Ano novo, problema velho. A coleta de lixo voltou a ser alvo de reclamações por parte da população no final do ano passado. Em alguns bairros a coleta não foi feita na sexta-feira, véspera do Réveillon, apesar de ter sido programada.

Por conta disso, os moradores colocaram o lixo na rua e o material não foi recolhido gerando reclamações. “Sem a coleta de lixo ontem (sexta-feira), minha rua virou um caos. É uma grande falta de respeito da prefeitura”, comentou Sandra Borsari, no site do JC.

Vale lembrar que no Natal aconteceu problema similar, ou seja, a coleta não foi feita em alguns bairros porque dois caminhões da empresa tinham quebrado. Desta vez, houve atraso na coleta na sexta-feira gerando acúmulo de serviço, em função do feriado.

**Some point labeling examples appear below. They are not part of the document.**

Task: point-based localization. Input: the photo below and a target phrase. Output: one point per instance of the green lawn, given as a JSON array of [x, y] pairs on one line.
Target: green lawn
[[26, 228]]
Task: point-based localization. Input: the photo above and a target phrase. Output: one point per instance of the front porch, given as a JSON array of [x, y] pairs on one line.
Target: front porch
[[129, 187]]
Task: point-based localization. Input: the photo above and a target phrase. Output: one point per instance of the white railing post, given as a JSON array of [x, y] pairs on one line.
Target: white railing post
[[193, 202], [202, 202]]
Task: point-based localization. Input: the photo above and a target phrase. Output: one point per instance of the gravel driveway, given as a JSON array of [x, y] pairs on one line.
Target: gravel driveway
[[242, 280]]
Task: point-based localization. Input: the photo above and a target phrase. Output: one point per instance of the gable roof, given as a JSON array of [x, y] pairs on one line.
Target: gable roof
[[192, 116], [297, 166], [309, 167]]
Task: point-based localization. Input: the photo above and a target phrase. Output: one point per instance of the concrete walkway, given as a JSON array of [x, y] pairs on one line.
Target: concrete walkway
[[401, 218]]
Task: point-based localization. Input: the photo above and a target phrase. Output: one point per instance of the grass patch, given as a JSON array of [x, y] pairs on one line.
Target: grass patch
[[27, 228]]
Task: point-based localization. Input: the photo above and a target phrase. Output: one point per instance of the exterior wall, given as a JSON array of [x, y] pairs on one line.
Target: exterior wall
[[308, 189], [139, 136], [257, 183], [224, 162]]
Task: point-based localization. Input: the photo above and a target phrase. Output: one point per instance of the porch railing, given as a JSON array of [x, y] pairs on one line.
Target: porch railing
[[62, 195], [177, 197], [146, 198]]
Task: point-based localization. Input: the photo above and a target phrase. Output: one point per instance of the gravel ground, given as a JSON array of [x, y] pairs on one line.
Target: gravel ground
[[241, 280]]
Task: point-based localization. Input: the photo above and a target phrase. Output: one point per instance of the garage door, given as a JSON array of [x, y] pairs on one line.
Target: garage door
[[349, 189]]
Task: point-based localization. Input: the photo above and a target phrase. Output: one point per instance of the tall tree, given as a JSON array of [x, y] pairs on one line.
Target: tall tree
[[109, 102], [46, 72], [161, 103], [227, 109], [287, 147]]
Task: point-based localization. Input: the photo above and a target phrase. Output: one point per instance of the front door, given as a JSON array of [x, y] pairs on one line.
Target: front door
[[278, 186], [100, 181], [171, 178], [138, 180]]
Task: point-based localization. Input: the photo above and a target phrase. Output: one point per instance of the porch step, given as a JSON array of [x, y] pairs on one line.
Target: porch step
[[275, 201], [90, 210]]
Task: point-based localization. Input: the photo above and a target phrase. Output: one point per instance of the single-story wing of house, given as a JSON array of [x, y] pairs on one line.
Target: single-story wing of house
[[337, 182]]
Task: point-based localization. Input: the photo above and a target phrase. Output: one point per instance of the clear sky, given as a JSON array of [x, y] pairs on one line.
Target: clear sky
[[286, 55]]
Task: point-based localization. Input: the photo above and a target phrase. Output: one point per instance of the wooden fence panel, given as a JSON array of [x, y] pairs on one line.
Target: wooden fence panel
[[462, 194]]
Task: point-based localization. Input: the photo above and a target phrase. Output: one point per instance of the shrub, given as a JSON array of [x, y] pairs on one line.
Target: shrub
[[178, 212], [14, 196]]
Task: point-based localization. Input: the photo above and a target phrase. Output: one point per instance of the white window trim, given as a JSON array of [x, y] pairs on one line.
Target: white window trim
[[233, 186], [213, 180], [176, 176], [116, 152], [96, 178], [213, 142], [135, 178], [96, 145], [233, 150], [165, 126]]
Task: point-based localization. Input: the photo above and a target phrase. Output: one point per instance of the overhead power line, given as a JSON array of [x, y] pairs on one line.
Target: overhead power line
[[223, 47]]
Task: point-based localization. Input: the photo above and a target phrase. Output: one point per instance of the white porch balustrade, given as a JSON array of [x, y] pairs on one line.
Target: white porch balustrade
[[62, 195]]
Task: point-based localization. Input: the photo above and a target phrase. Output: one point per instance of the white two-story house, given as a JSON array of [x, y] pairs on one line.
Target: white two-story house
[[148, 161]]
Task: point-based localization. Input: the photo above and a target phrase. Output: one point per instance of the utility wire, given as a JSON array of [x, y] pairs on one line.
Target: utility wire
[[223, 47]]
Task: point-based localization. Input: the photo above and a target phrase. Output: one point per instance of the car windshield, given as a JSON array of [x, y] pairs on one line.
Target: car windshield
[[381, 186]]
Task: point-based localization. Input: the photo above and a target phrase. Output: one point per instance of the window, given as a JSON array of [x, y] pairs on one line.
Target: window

O secretário de Meio Ambiente, Milton Machado Luz, explica que em caso de quebra de caminhão a empresa tem 24 horas para repor o veículo. Entretanto, ele ressalta a importância da população colaborar não colocando o lixo na rua em dias em que não haverá coleta. “É mais fácil as pessoas acondicionarem o lixo em casa, mas elas não têm paciência para isso”, afirma o secretário. Ele lembra que devido às festas de fim de ano a produção de lixo aumenta cerca de 10%.

Para resolver o problema, a prefeitura estuda mudanças para o serviço. De acordo com o secretário, o governo municipal deve abrir uma nova concorrência do lixo neste ano. Porém, ele explica que a licitação é de praxe após o fim do contrato com a atual concessionária que vence neste ano.

O secretário explica que o serviço de coleta precisa ser ampliado já que houve um boom habitacional nos últimos meses, com a construção de vários conjuntos residenciais. Em outros bairros, existe a necessidade da coleta ser feita mais vezes por semana.

“Pretendemos ampliar o serviço o máximo possível dentro das condições financeiras da prefeitura”, informa. Machado Luz lembra ainda que licitação deverá contemplar também a ampliação da coleta seletiva e do cata bagulho, que também recolhe material reciclável.

Em entrevista concedida na semana passada ao JC, a diretora do Departamento de Resíduos Sólidos, Regina Ferreira da Silva, disse que a meta do governo municipal é dobrar a coleta seletiva neste ano. Hoje, o serviço é feito em 19 bairros e a cooperativa consegue reciclar 100 toneladas de lixo por mês. Porém, estima-se que 350 toneladas das 5.000 que chegam ao aterro podem ser reutilizadas.